# Growing hops in a pot - using wire mesh



## trustyrusty (2/9/16)

Hi Guys

I have garden pot with a single fence stake holding up some wire mesh that is designed for nailing to a wall or fence for creeper plants. The wire goes around the pot half way. Tapers a little at the top but not quite a cone shape. Do you think that will work or does it need to be long single strings - zig zagged. There is plenty area for plant to latch on to. ........thoughts ?

Thanks


----------



## SimoB (2/9/16)

it's going to want to grow much higher than that. but a good start!


----------



## Brownsworthy (2/9/16)

How tall is that brick wall? Maybe you could stick an eye bolt in it and run some wire from the pot to it.

It'll probably work but you might get better results with a taller setup. I'm only growing hops for the first time this year so others would probably know better than me.


----------



## trustyrusty (2/9/16)

I might add another wire piece on top - like a hat... 
Wall is about same height where is it going, that was the production area out of the rain. This is my first year growing, so learning..

There is a nice north facing wall on the other side of rail, on top of the pergola, but that might next year's project, and some convincing... 
BTW whoever invented cable ties, hope they made a fortune cause they deserve it !


----------



## altone (2/9/16)

Definitely run some wires/string from the top of the mesh as high as you can.
My Hallertau and Goldings grew up and back down 3 metre high poles I had at the old place.

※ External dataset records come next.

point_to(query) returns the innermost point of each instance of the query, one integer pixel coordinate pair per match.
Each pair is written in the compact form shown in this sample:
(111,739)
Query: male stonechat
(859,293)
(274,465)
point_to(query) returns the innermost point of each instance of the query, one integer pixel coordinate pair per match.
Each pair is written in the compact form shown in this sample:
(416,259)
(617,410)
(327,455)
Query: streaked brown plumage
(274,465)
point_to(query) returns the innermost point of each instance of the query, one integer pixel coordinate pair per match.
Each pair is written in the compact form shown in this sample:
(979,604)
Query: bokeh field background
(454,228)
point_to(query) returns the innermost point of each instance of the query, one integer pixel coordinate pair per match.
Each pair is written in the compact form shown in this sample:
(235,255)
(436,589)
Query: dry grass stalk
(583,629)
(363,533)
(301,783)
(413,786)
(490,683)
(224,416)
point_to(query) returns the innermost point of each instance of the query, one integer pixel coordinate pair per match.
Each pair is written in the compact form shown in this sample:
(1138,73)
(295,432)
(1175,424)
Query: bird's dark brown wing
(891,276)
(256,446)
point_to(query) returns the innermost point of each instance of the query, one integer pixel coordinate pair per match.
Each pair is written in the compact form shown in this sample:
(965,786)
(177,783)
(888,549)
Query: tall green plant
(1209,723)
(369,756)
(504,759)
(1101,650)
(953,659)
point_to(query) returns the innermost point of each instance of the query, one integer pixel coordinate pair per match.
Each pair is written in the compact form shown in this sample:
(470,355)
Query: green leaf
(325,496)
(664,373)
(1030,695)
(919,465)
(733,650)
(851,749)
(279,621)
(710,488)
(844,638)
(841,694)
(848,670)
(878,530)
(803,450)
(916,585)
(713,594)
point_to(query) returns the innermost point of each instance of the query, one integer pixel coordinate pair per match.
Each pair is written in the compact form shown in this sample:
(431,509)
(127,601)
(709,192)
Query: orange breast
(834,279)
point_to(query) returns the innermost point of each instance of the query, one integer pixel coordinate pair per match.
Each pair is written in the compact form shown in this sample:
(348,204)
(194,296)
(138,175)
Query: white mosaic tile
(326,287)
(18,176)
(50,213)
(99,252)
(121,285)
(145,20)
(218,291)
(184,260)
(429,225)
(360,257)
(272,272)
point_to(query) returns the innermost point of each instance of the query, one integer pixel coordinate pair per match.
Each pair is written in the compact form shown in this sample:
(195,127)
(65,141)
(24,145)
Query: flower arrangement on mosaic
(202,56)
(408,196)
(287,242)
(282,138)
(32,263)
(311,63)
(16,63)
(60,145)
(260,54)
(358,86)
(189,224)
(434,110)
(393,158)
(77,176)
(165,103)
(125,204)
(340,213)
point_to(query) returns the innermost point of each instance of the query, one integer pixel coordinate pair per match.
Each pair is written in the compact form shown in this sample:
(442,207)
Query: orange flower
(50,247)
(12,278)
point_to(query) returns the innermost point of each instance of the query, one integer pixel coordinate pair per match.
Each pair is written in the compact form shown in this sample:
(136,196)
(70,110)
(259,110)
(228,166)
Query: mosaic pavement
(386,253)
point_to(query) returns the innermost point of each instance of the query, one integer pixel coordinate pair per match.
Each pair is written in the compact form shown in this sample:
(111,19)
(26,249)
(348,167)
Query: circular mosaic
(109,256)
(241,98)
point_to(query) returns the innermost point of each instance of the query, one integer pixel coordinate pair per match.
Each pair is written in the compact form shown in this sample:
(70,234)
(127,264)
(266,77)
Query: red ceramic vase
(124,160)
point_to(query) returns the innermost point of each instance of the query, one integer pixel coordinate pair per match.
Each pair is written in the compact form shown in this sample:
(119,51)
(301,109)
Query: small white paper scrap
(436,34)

The 3 I have saved are struggling to survive after the move.
Hopefully they'll make it and bounce back next year 

edit: Hops like to grow UP so the more height you can give them the better

I used poles that could be raised up to 3m when they got big with sisal strings for them to climb up.


----------



## mccoullough1 (4/9/16)

I would do what others have said. Highest point of the wall install a hook and only use natural string, hops do much better if they can bind themselves and wire is not the best thing for this


----------



## wynnum1 (4/9/16)

_Baling twine_ is used for tomatoes its cheap as there is a big market and very strong could be the cheapest to get..


----------



## trustyrusty (4/9/16)

Thanks - I actually have string that feels like it is made from paper, natural product, quite strong .. Do you think if I wrap some string around the mesh it will help? Have some of the string within the mesh that is...
Or have some straight line strings from the highest point to the bottom?

I have added more wire mesh, so is 2.5 or more higher..

cheers


----------



## Feldon (4/9/16)

(posted this reply in 2013)

You can take advantage of the hop plant's manic desire to grow upwards by using an adjustable trellis system.

Put an eye bolt in top of the stake (or barge board on roof, whatever) with long spool of twine threaded through. Hop plant climbs up the twine to the top. You then pull both the bine and the twine down together to the bottom leaving a new length of twine exposed for the plant to climb up. Repeat until season over.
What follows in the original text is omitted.